PM Task Optimisation- Use Operational Science to Move From FAT to Lean

If you look at your PM tasks, do you ever wonder where they came from? We recognise seriously engineered assets like ships and planes and the process of asset management and reliability engineering, designed to evaluate the risks and wear out characteristics of the asset over its life cycle and either check something, measure something, or take some actual action, (invasive maintenance). This is readily observed in structured industries, where the resulting schedule is tightly and technically controlled. Generally, we could trace the origins of a schedule, for instance, helicopter rotor blade change outs, to some form of deterioration study and high science.

Maintenance Manuals

For the rest of us, a valuable starting point for creating or managing a maintenance plan is the manufacturers operating manual, (a point referenced in regulations). However, while a great starting point, the maintenance instructions must be taken with a grain of salt. Whilst the manufacturer is perhaps providing the benefit of their global experience, some are ensuring the machine does not break before the cheque clears or have a strategy of selling you 2-3 times the capital value in spares over the asset life.

Planners Diligence

Whatever the source of PM routines, even highly technical industries suffer at the coalface from a plethora of additional PM Tasks that deserve some form of challenge from the Maintenance Planner. These tasks are generally easy to spot; the emphasis on check, check, check, and a lunar (monthly, 6 monthly, yearly) frequency. These are FAT routines, (fear and tradition). Scratch the surface and you will generally find that FAT routines are created as a knee-jerk reaction to an asset failure or similar process embarrassment, opinion, or someone else’s good idea.

While they offer a peace offering at the time of shame and atonement, they leave a legacy of unchallenged work that often chokes the maintenance schedule. There is however a solution available, based on due diligence, operational science and optimisation.

The first step is to study the provenance of the task. Who created the routine, when, and why? What results have been recorded? Has anyone ever found anything to justify the check? Unless the check has traceable roots to a statutory or compliance requirement, the planner should challenge the routine, including making frequency changes (see later). Be prepared to not win 100% of these battles, but you will be surprised how much the decks are cleared when you push back with facts.

Operational Science

Operational science is the art of listening to your plant, using measurements and recorded data to provide a foundation for decision making. As an example, your maintenance plan calls for you to change your gearbox oil every 12 month. However, if due to the realities of the process, environment, and service conditions, the drained oil condition, (through tribology or other) is judged to be near perfect condition. This is operational science. Common sense says you should extend your oil change plan to something more than 12 months.


Optimisation is the lean maintenance science of refining the frequency of the PM task to align with the actual plant conditions, rather than arbitrary lunar statements, (monthly, 3 monthly, 6 monthly, etc).

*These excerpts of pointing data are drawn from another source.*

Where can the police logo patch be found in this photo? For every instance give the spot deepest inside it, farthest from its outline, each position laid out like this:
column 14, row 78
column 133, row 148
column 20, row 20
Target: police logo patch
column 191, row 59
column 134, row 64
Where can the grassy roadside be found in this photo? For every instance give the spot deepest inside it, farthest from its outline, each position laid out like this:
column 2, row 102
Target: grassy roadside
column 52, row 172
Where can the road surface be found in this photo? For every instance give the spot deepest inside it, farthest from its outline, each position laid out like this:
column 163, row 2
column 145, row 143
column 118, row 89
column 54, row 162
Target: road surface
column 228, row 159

Such stagnant frequency declarations indicate opinion rather than facts. Using optimisation theory, the Planner exercises his mandate to expand or contract the PM task frequency to suit the as found history.

On one site, we checked the safety guards every month for 23 years, only finding 10 faults in that time. An argument could be formed to expand the PM task frequency from 1 month to 4 months, based on this as-found history for the plant. This is a 75% reduction in workload, entirely justifiable by the as-found results. The Planner may declare 4 months as the outer limit of confidence, which is a sensible application of the planning role. As planners, we have the mandate to manage. As long as the reasons for a frequency change are recorded, we are leaving a defendable history of the management decisions.

A more scientific optimisation approach is available, developed by Craig Carlyle and available as an automated toggle option in the MainTrak maintenance management system. The algorithm is based on control loop derivatives and uses simple feedback from the tradesman to nudge the task frequency either sooner or later. The steps are

+ 12%, +10%, 0, -10%, -12% depending on whether the as found condition was:

  • A – As new, no sign of wear
  • B – Good condition, minor wear (could have lasted longer)
  • C – Average condition, expected wear (i.e., bang on target!)
  • D – Poor condition, significant wear (maintained too late)
  • E – Missing or destroyed

Practical experience shows that the as-found results will arrive at “C” within a maximum of 6 PM task cycles. The value is added at the workface, where the tradesman is the best eyes and ears you could ask for, and the relationship is strengthened by your investment in his/her feedback.

Returning to our example of the gearbox oil, if we had used the optimisation algorithm, the first oil change would have given us feedback of “B” – Good Condition, or a 10% increase in the task frequency (13.2 months). Subsequent task feedback would further increment the task frequency until we are changing the oil at just the right time, (condition C), reducing maintenance cost and resource allocation.

In an added value diary processing plant, this concept was used to reduce the cost for weekend process valve maintenance from $40k to just $1,200. With increased reliability!